Business

Nigeria’s new survival wage: Why many working families earn less than it takes to stay afloat

By the third week of every month, Ibrahim Olarinrin’s salary is gone. The 38-year-old Lagos resident earns N300,000 a month working for a professional services firm in accounting and finance. Yet feeding his wife and two children now costs about N360,000 monthly, more than his entire paycheque.

Once transportation, cooking gas, electricity, internet access and other essentials are added, the household requires roughly N462,500 every month before rent, school fees, healthcare or emergencies are considered.

Ibrahim lives in Fadeyi-Onipan with his wife and their two children, aged eight and five. The family occupies a modest room-and-parlour self-contained apartment. His wife supplements household income through a small home-based business, but even with two income streams, the arithmetic of family life has become increasingly difficult.

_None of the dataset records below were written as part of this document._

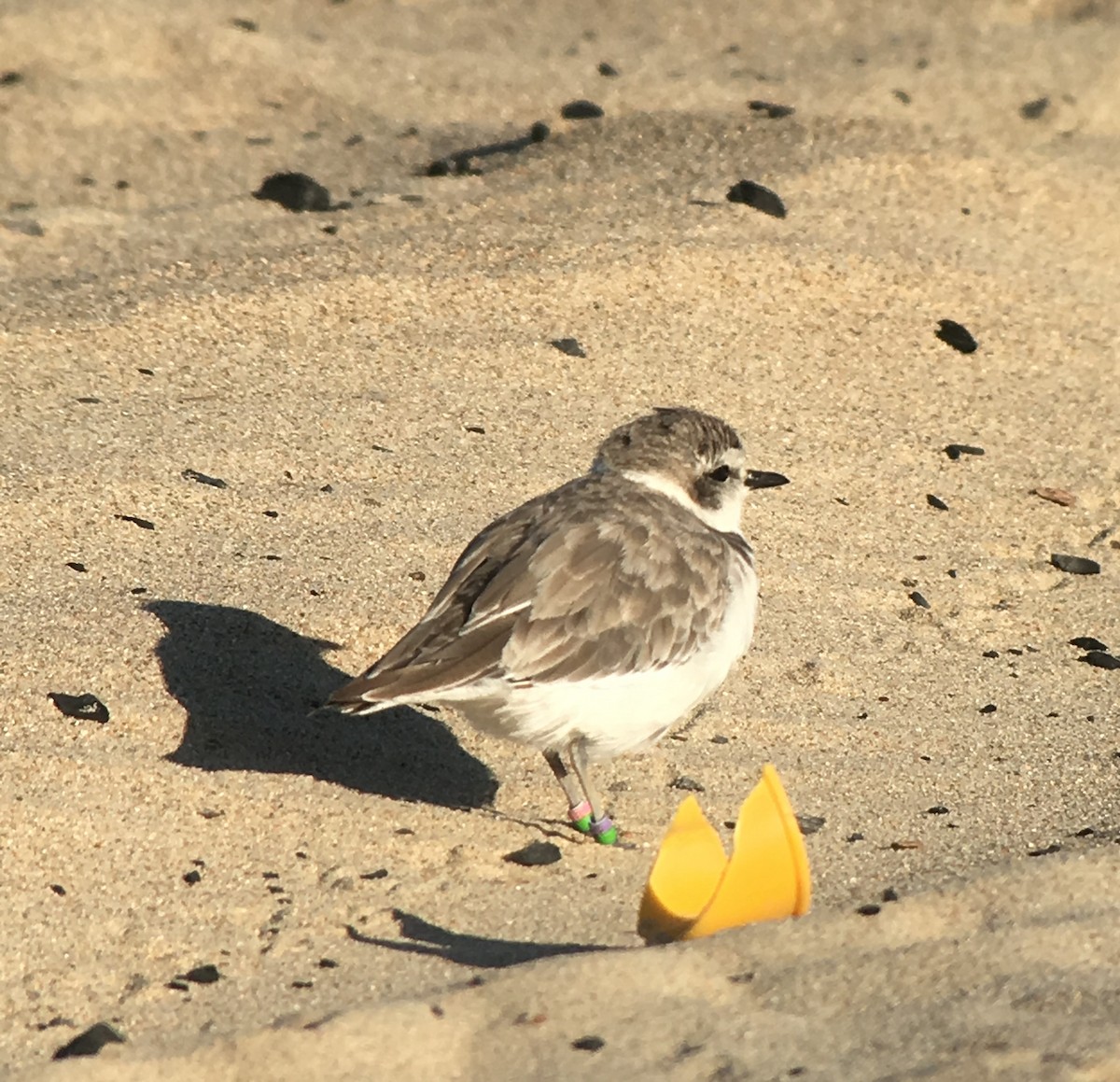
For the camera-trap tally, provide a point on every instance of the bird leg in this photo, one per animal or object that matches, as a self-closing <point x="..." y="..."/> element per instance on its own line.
<point x="600" y="827"/>
<point x="580" y="810"/>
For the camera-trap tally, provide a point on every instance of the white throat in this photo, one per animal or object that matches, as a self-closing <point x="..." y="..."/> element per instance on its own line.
<point x="726" y="519"/>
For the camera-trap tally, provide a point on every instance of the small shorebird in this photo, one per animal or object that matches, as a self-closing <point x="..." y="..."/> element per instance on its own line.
<point x="589" y="620"/>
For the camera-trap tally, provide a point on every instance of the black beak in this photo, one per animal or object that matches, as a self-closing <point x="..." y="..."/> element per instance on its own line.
<point x="763" y="478"/>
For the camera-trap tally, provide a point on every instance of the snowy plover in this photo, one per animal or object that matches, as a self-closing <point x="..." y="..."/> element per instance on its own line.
<point x="593" y="617"/>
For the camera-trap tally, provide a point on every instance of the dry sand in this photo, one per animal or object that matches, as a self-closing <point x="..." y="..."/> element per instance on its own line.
<point x="157" y="318"/>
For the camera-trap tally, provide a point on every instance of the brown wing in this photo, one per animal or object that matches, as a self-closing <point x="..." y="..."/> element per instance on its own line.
<point x="569" y="584"/>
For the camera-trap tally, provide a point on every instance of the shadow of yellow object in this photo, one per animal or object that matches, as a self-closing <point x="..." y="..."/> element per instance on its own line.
<point x="694" y="891"/>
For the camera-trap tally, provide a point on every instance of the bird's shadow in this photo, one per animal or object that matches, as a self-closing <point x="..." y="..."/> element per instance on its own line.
<point x="247" y="685"/>
<point x="419" y="936"/>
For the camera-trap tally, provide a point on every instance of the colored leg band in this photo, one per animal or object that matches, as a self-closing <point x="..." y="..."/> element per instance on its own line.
<point x="581" y="817"/>
<point x="604" y="831"/>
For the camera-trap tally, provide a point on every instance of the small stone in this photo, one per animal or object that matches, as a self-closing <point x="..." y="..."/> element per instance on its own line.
<point x="687" y="784"/>
<point x="581" y="108"/>
<point x="1062" y="497"/>
<point x="755" y="195"/>
<point x="204" y="480"/>
<point x="295" y="191"/>
<point x="202" y="975"/>
<point x="1086" y="642"/>
<point x="955" y="450"/>
<point x="1075" y="565"/>
<point x="84" y="708"/>
<point x="569" y="346"/>
<point x="1046" y="850"/>
<point x="143" y="523"/>
<point x="956" y="335"/>
<point x="535" y="855"/>
<point x="772" y="110"/>
<point x="91" y="1042"/>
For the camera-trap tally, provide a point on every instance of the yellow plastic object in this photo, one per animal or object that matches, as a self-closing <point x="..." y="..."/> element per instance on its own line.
<point x="694" y="891"/>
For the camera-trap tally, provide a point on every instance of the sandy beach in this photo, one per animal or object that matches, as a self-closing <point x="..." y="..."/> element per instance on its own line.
<point x="242" y="446"/>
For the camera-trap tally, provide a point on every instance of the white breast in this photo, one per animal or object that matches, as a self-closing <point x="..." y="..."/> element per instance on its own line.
<point x="626" y="711"/>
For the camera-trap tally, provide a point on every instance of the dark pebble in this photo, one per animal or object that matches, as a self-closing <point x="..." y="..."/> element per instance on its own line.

“On average, I spend about N12,000 a day on food alone for my family,” he said. “That does not include the children’s snacks, school transport, internet subscription, airtime, rent, electricity bills, cooking gas, security fees, waste disposal and cleaning expenses.”

At that rate, food alone consumes approximately N360,000 monthly, making it the largest driver of household expenditure. Basic living costs such as children’s snacks, transport, communication, electricity, and cooking gas add a further N98,500, while services such as security, waste disposal, and cleaning account for another N4,500. Overall, these expenses show how everyday consumption needs now absorb nearly all household income, leaving little flexibility for savings or unexpected costs.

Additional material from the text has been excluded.